A little about Dol-de-Bretagne and how to get there, and a little more about the surrounding area for camping holidays
Dol-de-Bretagne is one of those little towns in northern Brittany where you just clip the outside as you pass on the N176 E401 either to Dinan, Dinard or St Malo going westwards or Le Mont St Michel if going the other way. Blink and you've missed it in either direction, and like many other small places in France that is part of the attraction - small but beautifully made. For your convenience we have linked to a map of the area so that you can get your bearings.
Dol is roughly 7KM, or about 5 miles from the north Brittany beaches and is so easy to get to it is hadly worth our passing comment on, but we always try to give the best directions to a resort so that you won't need to consult a map to get there.

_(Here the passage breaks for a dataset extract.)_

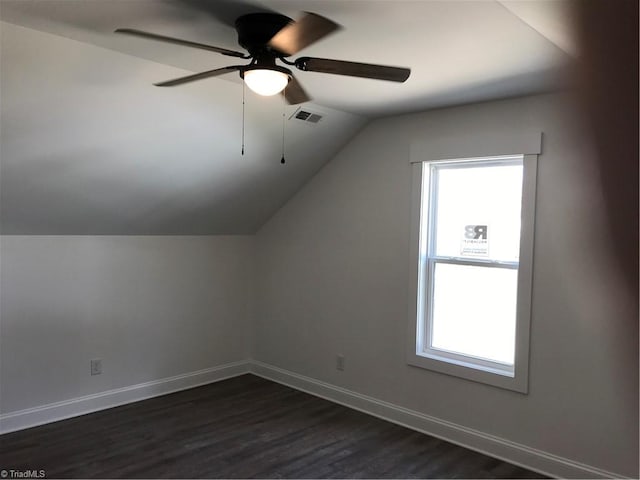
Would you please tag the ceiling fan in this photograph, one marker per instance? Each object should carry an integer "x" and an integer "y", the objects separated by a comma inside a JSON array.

From Calais: Get onto the A16 to Abbeyville and then follow signs for Neufchatel-en-Bray and then Caen, Avranches, Pontorson and Dol.
From le Havre, Deauville and Caen simply head for Avranches, Pontorson and Dol
From Cherbourg you simply make your way down the peninsular heading for Avranches and get onto the N175 there to Pontorson and Dol.

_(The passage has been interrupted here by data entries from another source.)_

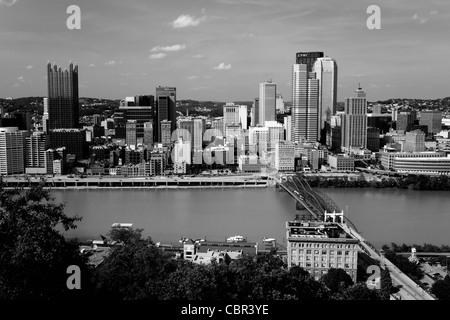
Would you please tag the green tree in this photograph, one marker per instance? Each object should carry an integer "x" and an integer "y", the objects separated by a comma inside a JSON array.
[
  {"x": 441, "y": 288},
  {"x": 386, "y": 284},
  {"x": 34, "y": 255},
  {"x": 135, "y": 270},
  {"x": 360, "y": 291},
  {"x": 337, "y": 279}
]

This little place was first built in the middle Ages and there are still some streets packed with really old buildings, most notably its central axis, the pretty Grande-Rue, where one such dates back as far as the eleventh century, alongside an assortment of 500-year-old half-timbered houses that look down on the bustle of shoppers below. If you like exploring old cathderals then this is the place for you becuase Dol still has a huge granite cathedral with its strange, squat, tiled towers.

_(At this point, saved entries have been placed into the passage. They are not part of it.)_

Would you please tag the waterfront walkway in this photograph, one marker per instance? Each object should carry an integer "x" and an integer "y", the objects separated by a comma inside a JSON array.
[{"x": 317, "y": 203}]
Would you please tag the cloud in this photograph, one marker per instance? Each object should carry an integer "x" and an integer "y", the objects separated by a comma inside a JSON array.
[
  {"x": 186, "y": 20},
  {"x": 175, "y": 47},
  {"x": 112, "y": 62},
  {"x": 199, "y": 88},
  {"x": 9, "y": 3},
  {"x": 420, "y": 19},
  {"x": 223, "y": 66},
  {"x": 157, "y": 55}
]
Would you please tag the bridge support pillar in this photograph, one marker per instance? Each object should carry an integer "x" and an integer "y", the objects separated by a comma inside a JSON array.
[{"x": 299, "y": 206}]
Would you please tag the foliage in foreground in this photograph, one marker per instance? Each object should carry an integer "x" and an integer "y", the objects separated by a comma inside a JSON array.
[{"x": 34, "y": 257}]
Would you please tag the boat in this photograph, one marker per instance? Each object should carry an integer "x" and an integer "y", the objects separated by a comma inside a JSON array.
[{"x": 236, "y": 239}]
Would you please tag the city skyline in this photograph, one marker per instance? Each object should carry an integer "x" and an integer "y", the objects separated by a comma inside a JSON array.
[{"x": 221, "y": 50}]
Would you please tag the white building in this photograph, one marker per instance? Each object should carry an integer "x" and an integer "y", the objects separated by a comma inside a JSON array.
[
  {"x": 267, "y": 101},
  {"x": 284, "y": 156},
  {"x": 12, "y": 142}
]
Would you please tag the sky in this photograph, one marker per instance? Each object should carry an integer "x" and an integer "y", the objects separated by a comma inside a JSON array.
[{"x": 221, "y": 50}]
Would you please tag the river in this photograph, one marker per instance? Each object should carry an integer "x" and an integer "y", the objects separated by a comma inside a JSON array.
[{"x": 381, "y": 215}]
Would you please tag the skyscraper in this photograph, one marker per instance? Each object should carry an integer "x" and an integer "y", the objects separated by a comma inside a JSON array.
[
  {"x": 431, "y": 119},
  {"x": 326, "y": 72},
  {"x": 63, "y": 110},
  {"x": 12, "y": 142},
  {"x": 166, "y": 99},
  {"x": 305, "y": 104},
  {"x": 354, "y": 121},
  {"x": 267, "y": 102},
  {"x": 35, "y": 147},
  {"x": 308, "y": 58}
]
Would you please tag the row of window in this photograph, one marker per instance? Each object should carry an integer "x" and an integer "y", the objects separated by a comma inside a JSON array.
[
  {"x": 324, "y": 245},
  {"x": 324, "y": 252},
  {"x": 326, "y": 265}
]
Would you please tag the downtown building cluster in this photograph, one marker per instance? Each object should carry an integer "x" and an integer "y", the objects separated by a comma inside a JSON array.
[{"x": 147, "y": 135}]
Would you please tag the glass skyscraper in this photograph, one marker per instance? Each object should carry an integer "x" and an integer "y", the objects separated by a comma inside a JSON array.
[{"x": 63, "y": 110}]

Thankfully lots of us have different tastes, and that statement applies equally to camping holidays as much as anything else, but Dol should appeal to all ages and tastes really becuase there is the beach a short distance away and masses of history for the older generations such as Le Mont St Michel also nearby to the east, and Bayeux where the huge tapestry depicting the battle of Hastings is housed slightly further away and nearer to Caen.